As suggested by Moed (2005), a reference list in a paper marks the “socio- cognitive location” of that paper. Small (1978) also suggested that cited documents can be seen as “concept symbols”’ of the ideas contained in the cited works. Taking these ideas from a more general perspective, it can be assumed that the body of references used by individual authors in their “oeuvres” signal their “socio-cognitive location” or “socio-cognitive environment” as well as the set of “concepts” that they are using for developing their own research. In other words, references used by scientists indicate what their conceptual framework is, what their influences are and what knowledge are they managing about their respective fields of work. From this point of view, longer reference lists in the oeuvres of researchers might suggest a broader knowledge of the field and a firm grounding in the preexisting literature.

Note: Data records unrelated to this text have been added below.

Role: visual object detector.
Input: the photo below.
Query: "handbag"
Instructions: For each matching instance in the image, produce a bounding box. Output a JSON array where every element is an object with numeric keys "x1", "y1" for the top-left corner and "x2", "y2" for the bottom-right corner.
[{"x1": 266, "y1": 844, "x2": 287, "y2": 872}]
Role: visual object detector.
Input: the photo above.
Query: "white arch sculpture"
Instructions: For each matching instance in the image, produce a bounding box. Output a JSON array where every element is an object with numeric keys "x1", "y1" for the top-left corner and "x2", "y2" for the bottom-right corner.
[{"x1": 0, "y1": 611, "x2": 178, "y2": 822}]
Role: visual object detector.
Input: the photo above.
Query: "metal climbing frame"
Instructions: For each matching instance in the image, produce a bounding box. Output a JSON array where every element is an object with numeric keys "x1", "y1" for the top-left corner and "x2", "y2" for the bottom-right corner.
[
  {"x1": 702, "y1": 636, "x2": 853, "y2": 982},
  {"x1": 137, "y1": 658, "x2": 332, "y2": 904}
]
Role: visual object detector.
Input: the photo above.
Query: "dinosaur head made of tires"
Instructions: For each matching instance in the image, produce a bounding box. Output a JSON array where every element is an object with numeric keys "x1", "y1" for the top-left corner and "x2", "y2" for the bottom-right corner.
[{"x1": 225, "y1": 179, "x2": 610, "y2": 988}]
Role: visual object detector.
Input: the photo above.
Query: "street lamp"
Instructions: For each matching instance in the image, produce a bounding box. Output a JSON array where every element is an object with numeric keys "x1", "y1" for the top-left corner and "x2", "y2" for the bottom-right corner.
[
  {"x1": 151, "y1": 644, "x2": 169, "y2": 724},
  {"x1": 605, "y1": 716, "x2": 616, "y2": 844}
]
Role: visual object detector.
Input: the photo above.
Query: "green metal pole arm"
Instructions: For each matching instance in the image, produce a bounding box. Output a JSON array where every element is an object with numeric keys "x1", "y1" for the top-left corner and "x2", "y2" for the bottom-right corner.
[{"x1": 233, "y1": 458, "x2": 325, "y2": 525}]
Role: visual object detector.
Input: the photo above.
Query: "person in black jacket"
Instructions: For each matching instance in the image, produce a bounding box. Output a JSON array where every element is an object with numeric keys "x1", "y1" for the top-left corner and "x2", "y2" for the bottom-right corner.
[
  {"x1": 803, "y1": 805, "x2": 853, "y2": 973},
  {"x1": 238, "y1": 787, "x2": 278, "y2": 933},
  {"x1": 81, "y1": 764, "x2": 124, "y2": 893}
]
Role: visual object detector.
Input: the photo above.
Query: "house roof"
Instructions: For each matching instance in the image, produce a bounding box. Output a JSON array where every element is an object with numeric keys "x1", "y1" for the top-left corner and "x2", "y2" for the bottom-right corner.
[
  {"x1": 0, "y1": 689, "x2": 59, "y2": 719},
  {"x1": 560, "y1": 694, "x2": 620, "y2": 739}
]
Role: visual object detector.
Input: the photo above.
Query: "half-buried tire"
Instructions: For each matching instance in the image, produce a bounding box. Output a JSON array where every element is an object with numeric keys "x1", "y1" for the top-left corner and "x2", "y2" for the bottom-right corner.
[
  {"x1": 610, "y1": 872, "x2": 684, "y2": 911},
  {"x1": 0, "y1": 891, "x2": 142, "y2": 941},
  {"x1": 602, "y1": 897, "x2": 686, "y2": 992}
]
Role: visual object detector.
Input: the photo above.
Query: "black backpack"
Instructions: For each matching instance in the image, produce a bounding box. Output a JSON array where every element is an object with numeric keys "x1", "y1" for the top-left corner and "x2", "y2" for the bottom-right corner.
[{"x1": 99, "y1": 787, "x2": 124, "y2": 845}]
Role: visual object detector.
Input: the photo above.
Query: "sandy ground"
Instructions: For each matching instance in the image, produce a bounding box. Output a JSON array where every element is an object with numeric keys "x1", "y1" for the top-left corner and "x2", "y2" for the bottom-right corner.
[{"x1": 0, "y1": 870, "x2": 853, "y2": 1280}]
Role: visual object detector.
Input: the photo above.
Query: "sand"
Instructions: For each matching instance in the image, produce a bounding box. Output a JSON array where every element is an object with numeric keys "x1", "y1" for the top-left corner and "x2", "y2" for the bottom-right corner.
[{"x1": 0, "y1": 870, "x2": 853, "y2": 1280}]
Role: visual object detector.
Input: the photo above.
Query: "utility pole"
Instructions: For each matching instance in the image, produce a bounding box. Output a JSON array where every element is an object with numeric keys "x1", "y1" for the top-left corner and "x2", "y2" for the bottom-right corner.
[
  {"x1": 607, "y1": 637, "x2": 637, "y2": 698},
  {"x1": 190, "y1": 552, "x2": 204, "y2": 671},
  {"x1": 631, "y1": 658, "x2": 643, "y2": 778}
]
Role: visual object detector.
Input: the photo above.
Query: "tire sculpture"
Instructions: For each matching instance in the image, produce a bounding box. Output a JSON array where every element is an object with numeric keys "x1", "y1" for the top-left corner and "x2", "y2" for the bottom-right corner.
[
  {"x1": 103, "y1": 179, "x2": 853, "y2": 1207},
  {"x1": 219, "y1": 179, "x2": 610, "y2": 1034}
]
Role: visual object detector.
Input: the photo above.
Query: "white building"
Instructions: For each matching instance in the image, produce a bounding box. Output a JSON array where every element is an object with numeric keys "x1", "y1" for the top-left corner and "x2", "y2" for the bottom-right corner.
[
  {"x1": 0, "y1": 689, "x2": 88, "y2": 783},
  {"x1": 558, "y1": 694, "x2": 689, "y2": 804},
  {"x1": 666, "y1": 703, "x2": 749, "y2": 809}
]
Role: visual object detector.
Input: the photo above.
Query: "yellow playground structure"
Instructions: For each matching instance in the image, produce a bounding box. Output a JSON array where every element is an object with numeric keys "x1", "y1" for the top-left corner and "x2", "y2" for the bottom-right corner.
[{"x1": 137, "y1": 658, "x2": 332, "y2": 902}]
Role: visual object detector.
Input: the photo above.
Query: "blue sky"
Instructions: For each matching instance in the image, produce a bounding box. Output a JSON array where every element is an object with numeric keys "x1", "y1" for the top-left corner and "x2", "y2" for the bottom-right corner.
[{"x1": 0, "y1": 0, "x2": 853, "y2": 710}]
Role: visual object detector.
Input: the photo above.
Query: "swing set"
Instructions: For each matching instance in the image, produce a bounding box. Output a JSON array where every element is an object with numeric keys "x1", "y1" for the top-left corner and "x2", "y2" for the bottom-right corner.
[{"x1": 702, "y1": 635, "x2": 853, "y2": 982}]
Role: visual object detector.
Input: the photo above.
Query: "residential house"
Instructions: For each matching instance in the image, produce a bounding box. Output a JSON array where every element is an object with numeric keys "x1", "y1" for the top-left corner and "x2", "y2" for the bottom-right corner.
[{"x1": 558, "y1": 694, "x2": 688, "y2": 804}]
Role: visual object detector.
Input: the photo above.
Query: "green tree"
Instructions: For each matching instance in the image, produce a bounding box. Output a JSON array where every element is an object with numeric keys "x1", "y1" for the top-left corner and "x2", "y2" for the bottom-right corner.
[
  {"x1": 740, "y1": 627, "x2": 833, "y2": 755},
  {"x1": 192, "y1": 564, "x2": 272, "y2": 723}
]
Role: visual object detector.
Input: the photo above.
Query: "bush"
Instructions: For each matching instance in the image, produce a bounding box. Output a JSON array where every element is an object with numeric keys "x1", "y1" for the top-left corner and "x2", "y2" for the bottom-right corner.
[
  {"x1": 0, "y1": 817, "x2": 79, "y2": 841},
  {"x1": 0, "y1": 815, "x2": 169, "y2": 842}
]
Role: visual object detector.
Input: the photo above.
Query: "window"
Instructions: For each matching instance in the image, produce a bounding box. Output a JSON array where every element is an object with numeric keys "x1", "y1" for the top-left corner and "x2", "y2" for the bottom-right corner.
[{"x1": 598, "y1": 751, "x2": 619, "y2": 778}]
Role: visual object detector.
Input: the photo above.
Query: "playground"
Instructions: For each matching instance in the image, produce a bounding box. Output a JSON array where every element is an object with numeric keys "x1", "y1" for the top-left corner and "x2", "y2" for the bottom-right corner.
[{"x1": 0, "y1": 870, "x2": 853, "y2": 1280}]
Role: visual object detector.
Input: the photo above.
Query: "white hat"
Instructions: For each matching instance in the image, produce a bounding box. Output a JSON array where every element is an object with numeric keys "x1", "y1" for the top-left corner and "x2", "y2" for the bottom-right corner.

In this context, the present paper addresses the study of referencing patterns at the individual level. A recent paper by Frandsen & Nicolaisen (2012) dig the first spit in this line of research focusing on the effects of experience and prestige of researchers on their citing behavior in the field of econometrics and provided some initial results and hypothesis. Their paper concludes with a call for further empirical research and theoretical analyses on the topic, since only two journals in a single specialty were studied. In this paper we adhere to this research line by extensively analyzing different aspects related with the use of information by individual researchers in three different research areas and with a different methodology. Thus, this study represents a step forward in the analysis of the referencing patterns of scientists at the individual level, assuming the perspective that referencing (citing) is a human behaviour that is better analyzed from the point of view of individuals; and with the aim of gaining new insights into the topic.

Objectives

The main objective of this paper is to analyze the use of references in the oeuvres of individual researchers, focusing on the number and type of references that they include in their papers; on how it changes by areas; and whether it could be related to individual factors such as age and research performance.

The main research questions addressed can be summarized as follows:

- Are there inter-area differences in the use of scientific literature (cited references) by scientists?

- Does the use of references vary according to individual factors such as age

and research performance? In other words, do “top” researchers use more

(6)

- Is there any relationship between the number of references that a scientist uses in his/her papers and other bibliometric indicators (scientific production, impact, collaboration)? If so, what are the most influential factors?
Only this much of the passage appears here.